I should probably leave the guy alone, it's getting embarrassing, but I wanted to bring up another bit of Luskin wisdom:

What I really said was that Krugman's responses to my challenge to him have all been to kick up a lot of highfaluting jargonized academic theory to offer an after-the-fact and entirely conjectural explanation of a claim that was initially presented in his column as nothing more than common-sense open-and-shut arithmetic -- that Bush's tax cuts spent $500,000 each to create 1.4 million $40,000 jobs.
Ahem.
"a lot of highfaluting jargonized academic theory"

Unless Donald happens to be a grizzly 1890s prospector, that's one of the most profoundly stupid things I've ever seen written about economics. That's saying a lot: I've seen an awful lot of stupidity over the years I've been on the Internet. What Donald either is in denial about or doesn't get is that Prof. Krugman isn't offering any kind of "after-the-fact" explanation- he is, as he has repeatedly stated, merely describing the assumptions that underlie the thinking of himself and many (if not most) other economists. The assumption was always there, merely unstated. Donald's attack appears to have come partially out of his ignorance of these commonplace assumptions, partially due to his being financially, emotionally and intellectually wedded to a crank economic theory that most respectable economists wouldn't touch, and partially due to old fashioned cognitive dissonance related to both of these. Fortunately, those of us who are neither ignorant, tendentious, nor so brittle as to see debate as a threat to our sense of self can see this for the sad spectacle that it is. Sorry, Donald, it wasn't that he lied, it's that you dropped out of Yale before anybody taught you any economics.

Does it matter that this particular species of elephant shit happens to be a "signature academic issue" for Krugman? For the seemingly infinitely vain Krugman, it does. He writes,

"...I set out to write down a fully worked-out, no loose ends model to show that liquidity traps can't really happen. (The purpose of such a model is to help you think clearly about an issue - realism is not the point.) To my surprise it showed that liquidity traps can indeed happen; Japan's trap was real. And Japan remains stuck in that trap. That in itself makes the liquidity trap a very important subject..."
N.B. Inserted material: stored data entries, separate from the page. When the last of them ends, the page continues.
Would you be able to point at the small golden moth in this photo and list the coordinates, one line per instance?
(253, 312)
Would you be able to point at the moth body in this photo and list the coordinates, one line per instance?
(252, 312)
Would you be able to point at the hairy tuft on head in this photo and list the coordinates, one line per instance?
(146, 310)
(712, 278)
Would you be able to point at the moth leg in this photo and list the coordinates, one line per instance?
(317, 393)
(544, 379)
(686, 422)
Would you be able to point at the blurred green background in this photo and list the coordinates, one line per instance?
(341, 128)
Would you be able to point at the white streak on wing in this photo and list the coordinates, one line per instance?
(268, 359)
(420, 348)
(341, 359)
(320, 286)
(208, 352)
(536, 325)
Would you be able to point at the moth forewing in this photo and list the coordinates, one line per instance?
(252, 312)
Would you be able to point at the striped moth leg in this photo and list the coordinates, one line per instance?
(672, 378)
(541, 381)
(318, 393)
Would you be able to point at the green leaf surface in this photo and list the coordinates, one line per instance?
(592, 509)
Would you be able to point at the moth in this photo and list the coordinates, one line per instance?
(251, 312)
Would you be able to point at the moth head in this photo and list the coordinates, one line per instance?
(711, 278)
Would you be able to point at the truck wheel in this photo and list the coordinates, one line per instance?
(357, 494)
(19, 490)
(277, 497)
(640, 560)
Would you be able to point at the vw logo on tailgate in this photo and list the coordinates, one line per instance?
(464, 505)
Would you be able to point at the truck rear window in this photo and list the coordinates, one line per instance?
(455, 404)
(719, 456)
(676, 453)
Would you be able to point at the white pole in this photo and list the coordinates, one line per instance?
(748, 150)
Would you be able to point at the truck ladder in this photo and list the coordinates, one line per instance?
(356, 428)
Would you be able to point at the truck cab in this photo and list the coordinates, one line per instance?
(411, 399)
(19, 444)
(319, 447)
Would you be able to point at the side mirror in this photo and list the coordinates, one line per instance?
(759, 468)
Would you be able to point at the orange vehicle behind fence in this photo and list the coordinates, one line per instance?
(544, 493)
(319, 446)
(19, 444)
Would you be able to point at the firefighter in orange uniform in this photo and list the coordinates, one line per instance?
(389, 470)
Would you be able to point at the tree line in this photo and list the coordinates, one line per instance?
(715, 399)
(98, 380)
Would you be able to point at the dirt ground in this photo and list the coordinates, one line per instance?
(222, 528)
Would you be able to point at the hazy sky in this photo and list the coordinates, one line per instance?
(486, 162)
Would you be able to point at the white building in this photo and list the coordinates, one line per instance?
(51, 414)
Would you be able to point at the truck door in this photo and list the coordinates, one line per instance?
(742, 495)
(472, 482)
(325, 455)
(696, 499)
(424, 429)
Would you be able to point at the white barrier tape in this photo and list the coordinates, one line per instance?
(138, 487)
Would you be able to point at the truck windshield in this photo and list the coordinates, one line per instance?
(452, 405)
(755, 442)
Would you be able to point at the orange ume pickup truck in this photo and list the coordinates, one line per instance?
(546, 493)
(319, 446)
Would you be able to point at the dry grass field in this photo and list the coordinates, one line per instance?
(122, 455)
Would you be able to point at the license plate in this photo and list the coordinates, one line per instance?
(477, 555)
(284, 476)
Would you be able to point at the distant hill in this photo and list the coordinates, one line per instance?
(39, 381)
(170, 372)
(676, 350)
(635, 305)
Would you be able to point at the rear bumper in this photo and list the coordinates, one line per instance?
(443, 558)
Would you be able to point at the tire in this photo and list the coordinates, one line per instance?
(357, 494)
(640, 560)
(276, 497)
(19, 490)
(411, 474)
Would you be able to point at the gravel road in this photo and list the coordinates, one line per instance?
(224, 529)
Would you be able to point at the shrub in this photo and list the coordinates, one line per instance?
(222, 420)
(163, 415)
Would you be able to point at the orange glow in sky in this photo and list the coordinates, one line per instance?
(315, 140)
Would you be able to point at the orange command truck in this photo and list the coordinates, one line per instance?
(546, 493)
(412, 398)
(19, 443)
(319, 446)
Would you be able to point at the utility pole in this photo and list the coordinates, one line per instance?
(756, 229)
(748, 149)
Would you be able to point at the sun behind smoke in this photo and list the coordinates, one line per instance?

What makes it very important? The fact that Paul Krugman created a model? A model about which he himself says "realism is not the point"? Stop the presses! I can see the headlines now... "Economist Creates New Model! World Leaders Rush to Princeton Despite Non-Realism!"
And with this, Luskin keeps on digging deeper and deeper. The point of an economic model is not that it is a reflection of all the factors of an economy, but that it illustrates the relationships that make up parts of that economy. By understanding the relationship in the simplified realm of modelling, you can figure out how it works in the "real world". Krugman used this to great effect when talking about the division of resources between secondary, primary, and tertiary industry using a "hotdogs and buns" model. While this model was hardly "realistic", it built a very compelling picture of why it's important not to confuse job gains and losses in one sector of the economy with the economy as a whole.

More importantly, where is the vanity in Prof. Krugman attempting to disprove liquidity traps and discovering that he was wrong? Where is the vanity in working from that piece of knowledge derived from an admitted (and corrected) error? Especially considering that everybody and his dog was lauding Prof. Krugman for his insight regarding Japan's economy, I'd say it takes some level of humility to admit that this knowledge comes from being proven wrong. Somebody as tendentious and brittle as Luskin has demonstrated himself as being time and again would have ignored the results, spun them, or simple let it drop. I'm sure that the vast majority of Movementarians would. Prof. Krugman did not, and admits it when rebutting a dishonest and tendentious attacker to boot!

To repeat a variation on a phrase I've grown attached to, Paul Krugman isn't the vainglorious one here.